Perfectionism in the true sense of the term means a tendency for those with this trait to think in all or nothing terms. This makes perfectionists extremely vulnerable to stress and often manifests with an inability to make decisions unless being certain of the outcome, and procrastination due to a fear of making mistakes.
Focusing solely on mistakes usually leads to feelings of inadequacy and worry about negative appraisals from others. So rather than perfectionism leading to an increased sense of self-worth through high-achieving, it leads to anxiety, unhappiness and low self-esteem.
How to overcome perfectionism
So what can be done about this if you recognize that perfectionism is impacting on you in these ways?
Remember that there is nothing wrong with having high standards - but they must be achievable. It also helps to remember that it's okay to make mistakes occasionally! Self-flagellation is rarely effective as a motivation tool; it is better to forgive yourself, learn from the experience and resolve to do better next time. Nobody can be perfect 100 percent of the time and to expect yourself to be is a recipe for mental distress.
Be realistic: This is essential for changing perfectionist thinking. Start to challenge some of your all or nothing thinking by looking at your situation as someone else would. How would a close friend view this? Also learning to look at the bigger picture can help.
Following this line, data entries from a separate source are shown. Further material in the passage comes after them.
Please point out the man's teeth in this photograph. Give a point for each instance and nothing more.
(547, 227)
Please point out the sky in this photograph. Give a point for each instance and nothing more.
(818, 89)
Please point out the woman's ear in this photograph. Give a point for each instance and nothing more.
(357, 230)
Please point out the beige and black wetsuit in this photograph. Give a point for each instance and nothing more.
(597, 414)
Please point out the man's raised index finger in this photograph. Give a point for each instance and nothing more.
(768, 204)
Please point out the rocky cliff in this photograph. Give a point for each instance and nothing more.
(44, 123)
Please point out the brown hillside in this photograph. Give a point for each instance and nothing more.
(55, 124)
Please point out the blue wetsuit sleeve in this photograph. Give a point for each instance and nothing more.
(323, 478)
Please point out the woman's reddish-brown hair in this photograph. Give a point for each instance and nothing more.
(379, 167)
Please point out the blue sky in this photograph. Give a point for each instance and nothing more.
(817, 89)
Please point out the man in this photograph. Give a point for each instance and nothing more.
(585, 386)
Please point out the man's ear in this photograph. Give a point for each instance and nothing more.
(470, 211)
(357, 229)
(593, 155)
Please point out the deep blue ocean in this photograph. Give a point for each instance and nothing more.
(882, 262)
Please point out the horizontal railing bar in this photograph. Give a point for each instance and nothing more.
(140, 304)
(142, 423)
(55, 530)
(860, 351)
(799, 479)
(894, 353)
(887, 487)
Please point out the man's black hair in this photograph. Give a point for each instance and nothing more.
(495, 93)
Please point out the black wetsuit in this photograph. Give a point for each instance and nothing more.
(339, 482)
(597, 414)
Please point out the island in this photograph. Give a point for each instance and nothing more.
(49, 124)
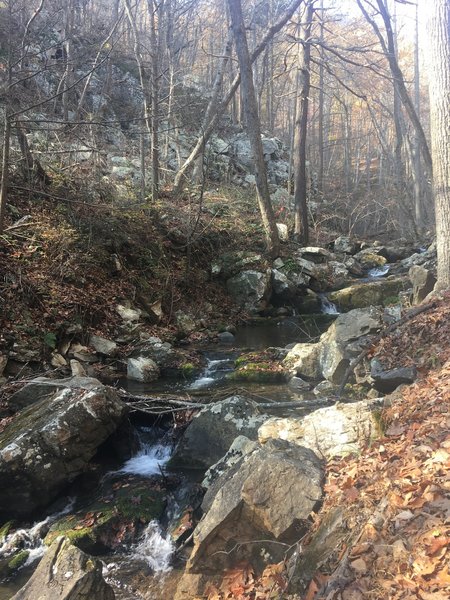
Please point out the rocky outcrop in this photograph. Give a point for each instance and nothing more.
(330, 431)
(268, 495)
(51, 442)
(250, 290)
(423, 282)
(371, 293)
(213, 430)
(66, 573)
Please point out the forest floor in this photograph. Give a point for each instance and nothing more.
(396, 493)
(70, 262)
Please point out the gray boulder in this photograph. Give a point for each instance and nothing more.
(330, 431)
(51, 442)
(250, 290)
(212, 431)
(344, 340)
(268, 495)
(345, 245)
(42, 387)
(423, 282)
(142, 369)
(66, 573)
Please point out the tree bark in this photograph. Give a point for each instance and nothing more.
(301, 230)
(253, 127)
(221, 106)
(439, 90)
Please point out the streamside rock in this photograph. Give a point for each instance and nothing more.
(371, 293)
(51, 442)
(423, 282)
(212, 431)
(266, 496)
(330, 431)
(66, 573)
(250, 290)
(42, 387)
(345, 339)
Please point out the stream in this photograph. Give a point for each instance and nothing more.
(144, 570)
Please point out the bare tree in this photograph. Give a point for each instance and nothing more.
(439, 89)
(253, 127)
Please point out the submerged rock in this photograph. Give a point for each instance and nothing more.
(50, 443)
(213, 430)
(268, 495)
(66, 573)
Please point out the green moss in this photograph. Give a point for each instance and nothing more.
(18, 560)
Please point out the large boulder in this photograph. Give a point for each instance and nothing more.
(423, 282)
(250, 289)
(268, 495)
(304, 360)
(345, 339)
(330, 431)
(66, 573)
(50, 443)
(42, 387)
(371, 293)
(213, 430)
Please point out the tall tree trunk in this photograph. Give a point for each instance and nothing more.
(206, 133)
(301, 230)
(253, 127)
(439, 89)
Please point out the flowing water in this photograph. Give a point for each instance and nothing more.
(144, 571)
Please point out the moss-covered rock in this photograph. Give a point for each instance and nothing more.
(258, 367)
(114, 517)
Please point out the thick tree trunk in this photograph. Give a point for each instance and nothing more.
(206, 133)
(301, 230)
(253, 127)
(439, 89)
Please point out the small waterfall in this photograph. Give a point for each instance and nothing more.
(150, 458)
(31, 539)
(215, 370)
(155, 549)
(378, 271)
(328, 307)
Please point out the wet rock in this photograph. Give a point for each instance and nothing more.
(386, 381)
(142, 369)
(268, 495)
(297, 383)
(338, 345)
(250, 290)
(423, 282)
(102, 345)
(240, 447)
(371, 258)
(330, 431)
(371, 293)
(51, 442)
(113, 516)
(66, 573)
(212, 431)
(42, 387)
(303, 360)
(226, 337)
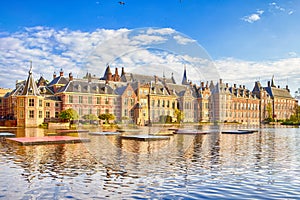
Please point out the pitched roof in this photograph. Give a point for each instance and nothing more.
(30, 86)
(278, 92)
(83, 86)
(58, 80)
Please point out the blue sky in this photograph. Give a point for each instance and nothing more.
(243, 37)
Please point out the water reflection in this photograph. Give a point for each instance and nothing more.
(261, 165)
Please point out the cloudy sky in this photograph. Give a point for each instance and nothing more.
(246, 40)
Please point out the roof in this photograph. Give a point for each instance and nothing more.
(30, 87)
(130, 77)
(278, 92)
(58, 80)
(84, 86)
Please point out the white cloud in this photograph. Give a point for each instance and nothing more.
(183, 40)
(244, 72)
(79, 52)
(253, 17)
(161, 31)
(275, 6)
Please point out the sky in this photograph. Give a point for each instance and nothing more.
(247, 40)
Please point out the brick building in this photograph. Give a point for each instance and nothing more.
(143, 99)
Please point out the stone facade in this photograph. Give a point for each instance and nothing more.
(143, 99)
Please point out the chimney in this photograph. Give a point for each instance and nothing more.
(90, 78)
(70, 76)
(123, 72)
(287, 88)
(61, 73)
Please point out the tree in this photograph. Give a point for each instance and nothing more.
(179, 115)
(106, 117)
(69, 114)
(269, 111)
(90, 117)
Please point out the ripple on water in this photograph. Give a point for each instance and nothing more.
(264, 165)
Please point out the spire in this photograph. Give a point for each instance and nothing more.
(30, 86)
(123, 72)
(184, 79)
(173, 80)
(272, 82)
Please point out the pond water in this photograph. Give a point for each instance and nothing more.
(262, 165)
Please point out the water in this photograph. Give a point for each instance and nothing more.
(263, 165)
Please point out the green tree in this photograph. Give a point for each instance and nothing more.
(90, 117)
(68, 115)
(179, 115)
(269, 111)
(107, 117)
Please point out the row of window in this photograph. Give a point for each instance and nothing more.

You may be focusing on one task that you believe you under-performed in, but what about all the others you did well in?
Learn to tolerate imperfection: It might help to ask yourself what would be good enough if perfection cannot be achieved. Rather than spending 3 hours on a task that should really only take half an hour, could you learn to accept that the outcome might be just as positive by reducing the amount of time you spend on it?
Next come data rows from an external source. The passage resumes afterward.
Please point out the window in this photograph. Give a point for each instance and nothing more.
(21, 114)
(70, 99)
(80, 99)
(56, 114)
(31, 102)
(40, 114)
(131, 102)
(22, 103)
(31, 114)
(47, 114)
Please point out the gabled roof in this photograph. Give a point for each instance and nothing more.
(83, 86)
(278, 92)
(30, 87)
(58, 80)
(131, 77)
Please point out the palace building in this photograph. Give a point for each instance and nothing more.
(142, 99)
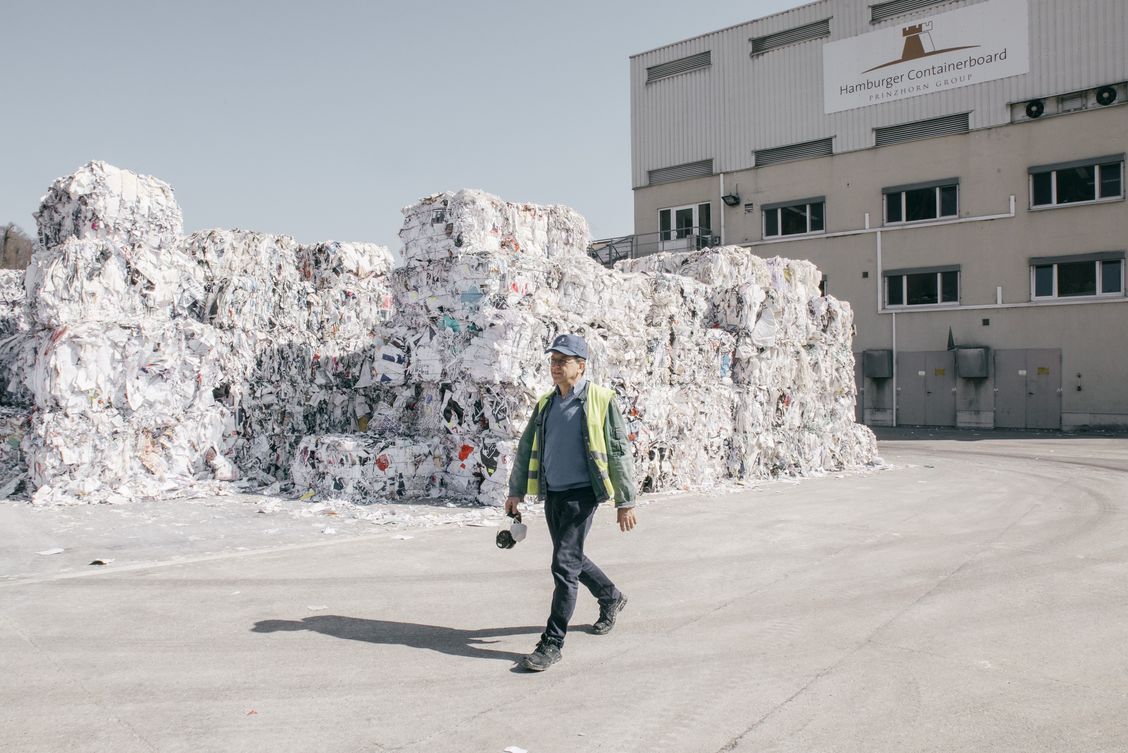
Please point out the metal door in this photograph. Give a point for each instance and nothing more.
(1028, 389)
(1043, 388)
(1011, 389)
(940, 388)
(911, 377)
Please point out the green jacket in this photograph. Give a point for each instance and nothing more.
(619, 457)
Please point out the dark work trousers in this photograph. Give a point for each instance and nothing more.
(569, 515)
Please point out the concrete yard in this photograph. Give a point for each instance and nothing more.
(970, 598)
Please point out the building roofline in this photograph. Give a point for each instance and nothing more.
(726, 28)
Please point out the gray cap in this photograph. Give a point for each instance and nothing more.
(570, 345)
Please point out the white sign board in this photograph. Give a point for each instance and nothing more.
(923, 55)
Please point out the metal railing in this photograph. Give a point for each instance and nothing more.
(609, 250)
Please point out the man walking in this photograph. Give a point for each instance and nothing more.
(574, 454)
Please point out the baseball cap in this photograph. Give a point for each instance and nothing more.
(570, 345)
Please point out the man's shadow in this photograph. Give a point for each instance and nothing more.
(433, 637)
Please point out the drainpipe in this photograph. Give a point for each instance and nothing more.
(895, 368)
(721, 205)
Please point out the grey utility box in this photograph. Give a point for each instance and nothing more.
(878, 364)
(971, 362)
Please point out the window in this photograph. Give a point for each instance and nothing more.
(761, 44)
(1072, 183)
(685, 227)
(793, 218)
(922, 202)
(923, 286)
(1074, 276)
(697, 62)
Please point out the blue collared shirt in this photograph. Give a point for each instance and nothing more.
(565, 459)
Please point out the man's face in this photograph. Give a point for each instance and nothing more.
(565, 370)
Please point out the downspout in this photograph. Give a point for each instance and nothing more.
(893, 317)
(721, 206)
(895, 368)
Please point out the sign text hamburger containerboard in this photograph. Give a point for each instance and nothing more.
(923, 55)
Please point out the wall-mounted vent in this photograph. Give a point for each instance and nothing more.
(931, 129)
(697, 62)
(805, 150)
(886, 10)
(761, 44)
(699, 169)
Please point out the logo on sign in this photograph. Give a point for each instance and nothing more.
(918, 44)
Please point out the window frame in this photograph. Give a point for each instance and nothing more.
(673, 239)
(904, 275)
(935, 186)
(1095, 259)
(777, 209)
(1095, 162)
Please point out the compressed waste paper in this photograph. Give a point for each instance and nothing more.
(162, 362)
(728, 366)
(159, 363)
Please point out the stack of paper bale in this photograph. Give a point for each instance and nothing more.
(299, 325)
(157, 363)
(728, 366)
(160, 362)
(16, 355)
(122, 365)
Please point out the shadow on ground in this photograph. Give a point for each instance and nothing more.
(932, 433)
(432, 637)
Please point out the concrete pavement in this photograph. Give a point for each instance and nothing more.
(974, 596)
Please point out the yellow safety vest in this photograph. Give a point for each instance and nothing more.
(595, 410)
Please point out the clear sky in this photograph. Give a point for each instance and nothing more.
(322, 120)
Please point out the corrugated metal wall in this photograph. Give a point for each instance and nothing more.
(741, 104)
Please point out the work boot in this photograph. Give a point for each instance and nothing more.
(543, 656)
(607, 612)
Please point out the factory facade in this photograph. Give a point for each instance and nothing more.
(955, 168)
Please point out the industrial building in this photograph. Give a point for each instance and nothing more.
(954, 167)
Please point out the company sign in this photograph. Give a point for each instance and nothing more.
(981, 43)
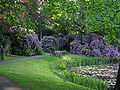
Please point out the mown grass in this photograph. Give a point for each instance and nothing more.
(9, 57)
(36, 74)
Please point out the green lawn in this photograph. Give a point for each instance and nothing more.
(35, 74)
(9, 57)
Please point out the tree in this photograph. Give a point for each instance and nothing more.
(65, 16)
(102, 16)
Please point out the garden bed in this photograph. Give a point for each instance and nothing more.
(107, 72)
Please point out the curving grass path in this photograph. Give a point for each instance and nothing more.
(35, 74)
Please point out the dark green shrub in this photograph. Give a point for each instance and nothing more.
(39, 51)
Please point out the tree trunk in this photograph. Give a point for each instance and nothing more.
(117, 87)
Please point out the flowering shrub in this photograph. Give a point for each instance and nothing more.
(92, 45)
(49, 44)
(63, 43)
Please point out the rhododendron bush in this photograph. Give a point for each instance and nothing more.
(92, 45)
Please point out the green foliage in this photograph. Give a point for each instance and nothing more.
(25, 52)
(68, 16)
(90, 82)
(61, 68)
(39, 51)
(17, 13)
Change your behaviour: If you notice that you have a tendency to check your work for errors excessively, do this less and purposely make a typo in an email to see if the outcome is as terrible as you might imagine. The reality is that the recipient will either be too busy to notice or even if they do, it is doubtful that they would think any less of you because of it. Such errors are minor and forgivable - the world will not end if you spend less time checking and more time doing meaningful tasks!
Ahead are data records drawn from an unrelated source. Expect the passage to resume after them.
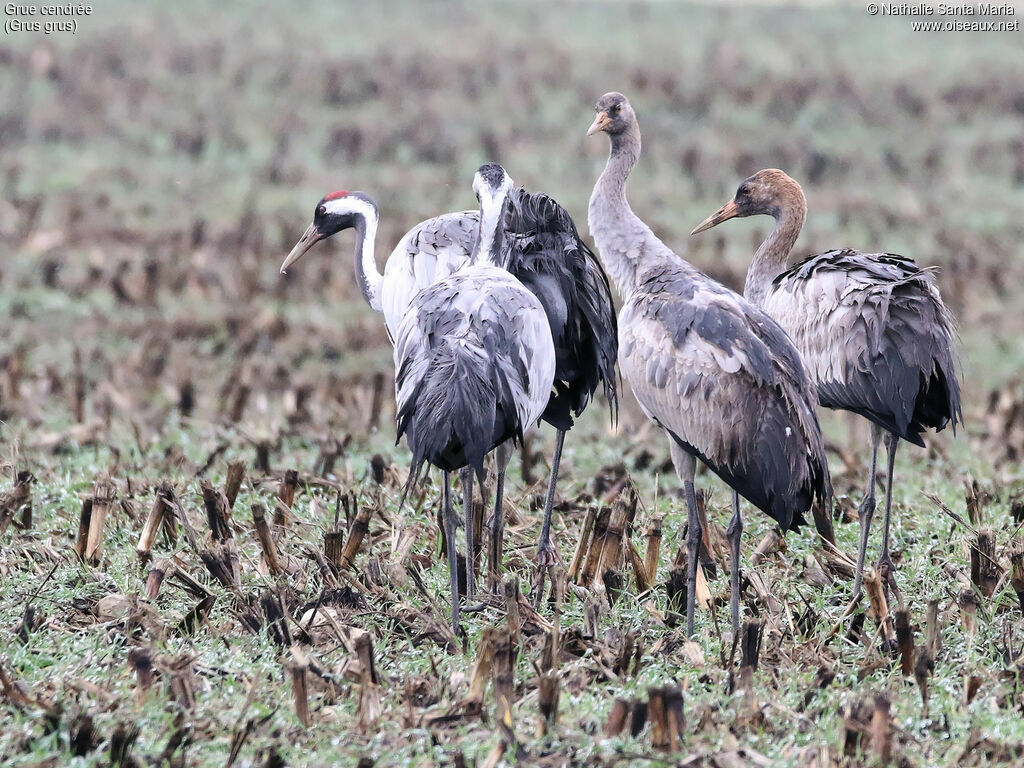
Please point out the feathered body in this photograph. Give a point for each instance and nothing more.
(876, 337)
(546, 253)
(721, 377)
(431, 251)
(871, 329)
(474, 365)
(716, 373)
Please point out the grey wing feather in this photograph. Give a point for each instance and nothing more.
(726, 383)
(876, 337)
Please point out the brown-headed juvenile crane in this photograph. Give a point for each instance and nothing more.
(545, 252)
(871, 329)
(717, 374)
(474, 361)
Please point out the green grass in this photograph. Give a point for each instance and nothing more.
(196, 142)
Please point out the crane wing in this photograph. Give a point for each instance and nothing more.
(722, 378)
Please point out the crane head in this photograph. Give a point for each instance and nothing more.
(336, 212)
(492, 183)
(614, 115)
(766, 192)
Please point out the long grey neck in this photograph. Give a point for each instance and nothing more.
(773, 255)
(491, 239)
(367, 273)
(622, 239)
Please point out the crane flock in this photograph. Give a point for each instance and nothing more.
(503, 316)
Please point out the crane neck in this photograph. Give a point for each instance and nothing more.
(773, 255)
(491, 240)
(626, 244)
(367, 273)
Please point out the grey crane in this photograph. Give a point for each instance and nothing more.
(474, 360)
(717, 374)
(545, 252)
(871, 329)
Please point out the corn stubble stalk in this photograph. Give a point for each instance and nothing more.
(583, 546)
(880, 607)
(925, 664)
(232, 481)
(89, 542)
(985, 569)
(286, 497)
(1017, 573)
(360, 526)
(369, 709)
(265, 539)
(18, 498)
(161, 517)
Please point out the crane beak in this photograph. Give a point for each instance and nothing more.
(309, 238)
(726, 212)
(599, 123)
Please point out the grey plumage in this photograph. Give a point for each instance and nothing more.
(466, 354)
(871, 329)
(475, 364)
(876, 336)
(715, 372)
(724, 381)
Ask for help: Know that it's okay to ask for support sometimes. Asking for help from those around you is not a sign of incompetency, it means that you are able to acknowledge where the input of others can benefit your performance. No man is an island and struggling alone unnecessarily will do nothing but increase your stress levels.
Prioritise tasks: Learn to delegate where possible and prioritise the critical tasks from those that are less important. Some tasks require 100% focus, others less. It is important to evaluate how best to utilise your time so that the non-critical tasks don't start taking up all of your time unnecessarily. It's okay to let the non-critical tasks go until you have got through the more important ones.
Reward yourself by being a little kinder to yourself. Remember that criticizing yourself and pulling your performance to pieces will only serve to increase your anxiety and chip away at your self-esteem.